The Heckman selection procedure consists of selection and outcome
equations. The selection equation is specified as probit and the outcome
equation as the least squares regression equation. Both equations are
simultaneously estimated using the ML procedure. The Heckman model can
also be estimated in two steps, but we have chosen to use the ML
procedure because it estimates homoscedastic standard errors [Greene
(2003)]. This is important in the context of this study since we are
using cross-sectional data. In the case of the Heckman selection model,
the specification of the selection equation is motivated by the earlier
studies of Linder and de Groot (2006), Bikker and De Vos (1992), and
Hillberry (2002). Finally, the Heckman ML procedure does not directly
estimate the IMR but estimates rho and sigma, calculating the arc
hyperbolic tangent of rho and the natural logarithm of sigma, and then
including these variables in the regression model to control for the
selection bias.
3. DATA
The study uses trade data from the World Trade Analyzer (WTA)
coveting trade flows from 1990 to 20002 [Statistics Canada (2004)]. The
data is organised by the Standard International Trade Classification
(SITC), revision 3, at the four-digit level.
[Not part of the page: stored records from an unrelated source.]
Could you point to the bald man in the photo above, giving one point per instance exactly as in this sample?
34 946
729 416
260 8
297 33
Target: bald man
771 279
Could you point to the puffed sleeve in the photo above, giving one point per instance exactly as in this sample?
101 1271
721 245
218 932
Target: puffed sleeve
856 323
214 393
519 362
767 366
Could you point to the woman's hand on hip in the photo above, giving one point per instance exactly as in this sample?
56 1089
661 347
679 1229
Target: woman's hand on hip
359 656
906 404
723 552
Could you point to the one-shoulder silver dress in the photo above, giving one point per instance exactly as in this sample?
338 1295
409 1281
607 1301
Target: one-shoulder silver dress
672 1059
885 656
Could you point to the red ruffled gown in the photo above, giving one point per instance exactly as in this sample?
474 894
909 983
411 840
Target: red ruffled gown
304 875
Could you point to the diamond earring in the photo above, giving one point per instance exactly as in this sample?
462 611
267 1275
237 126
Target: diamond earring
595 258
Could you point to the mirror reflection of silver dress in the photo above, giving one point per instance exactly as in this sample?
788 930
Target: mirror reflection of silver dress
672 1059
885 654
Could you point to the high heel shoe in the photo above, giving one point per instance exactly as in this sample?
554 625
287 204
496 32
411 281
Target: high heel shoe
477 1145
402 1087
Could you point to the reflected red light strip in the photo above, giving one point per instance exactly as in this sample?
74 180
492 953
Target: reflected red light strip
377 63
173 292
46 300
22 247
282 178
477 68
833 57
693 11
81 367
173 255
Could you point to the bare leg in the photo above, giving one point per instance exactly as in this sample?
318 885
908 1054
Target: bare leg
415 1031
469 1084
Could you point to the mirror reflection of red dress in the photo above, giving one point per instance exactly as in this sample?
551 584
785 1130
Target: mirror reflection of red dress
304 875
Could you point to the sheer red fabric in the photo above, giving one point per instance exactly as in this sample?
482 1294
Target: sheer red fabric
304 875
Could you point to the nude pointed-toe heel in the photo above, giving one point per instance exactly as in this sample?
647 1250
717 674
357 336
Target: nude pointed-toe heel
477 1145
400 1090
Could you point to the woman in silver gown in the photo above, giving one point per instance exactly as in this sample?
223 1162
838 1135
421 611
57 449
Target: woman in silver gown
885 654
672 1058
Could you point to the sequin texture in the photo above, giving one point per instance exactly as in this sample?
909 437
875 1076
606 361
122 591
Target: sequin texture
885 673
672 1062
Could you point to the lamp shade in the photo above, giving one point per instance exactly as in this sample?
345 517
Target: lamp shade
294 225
The agri-food products
included in the study are given in Table 1. The countries included in
the analysis are given in Table 2. These countries are categorised as
lower-income (LI), lower-middle-income (LMI), upper-middle-income (UMI),
and high-income (HI), using World's Bank per capita GNP thresholds.
The data on GDP and per capita GDP is from the World Bank's World
Development Indicators. Estimates of the distance between capitals and
border sharing are obtained from the World Bank's website [World
Bank (2007)]. The data required for the other gravity variables in the
trade model has been compiled from Glick and Rose (2002).
4. RESULTS AND DISCUSSION
However, before discussing the estimated results, it is important
to provide an overview of the per capita GDP, population, GDP, per
capita GDP growth of the selected countries, and structure of trade
between Pakistan and low-, lower-middle-, upper middle-, and high-income
economies. The selected countries cover a wide range of importing
countries, with real per capita incomes ranging from $92 for Ethiopia to
$35,667 for Japan, with an average per capita income of $10,911 during
1990-2000 (Table 2). Similarly, the average population of the selected
countries ranges from 3.6 million in Ireland to 1,203 million in China.
The inclusion of countries with such diverse economic characteristics
helps explain the structure of agri-food trade.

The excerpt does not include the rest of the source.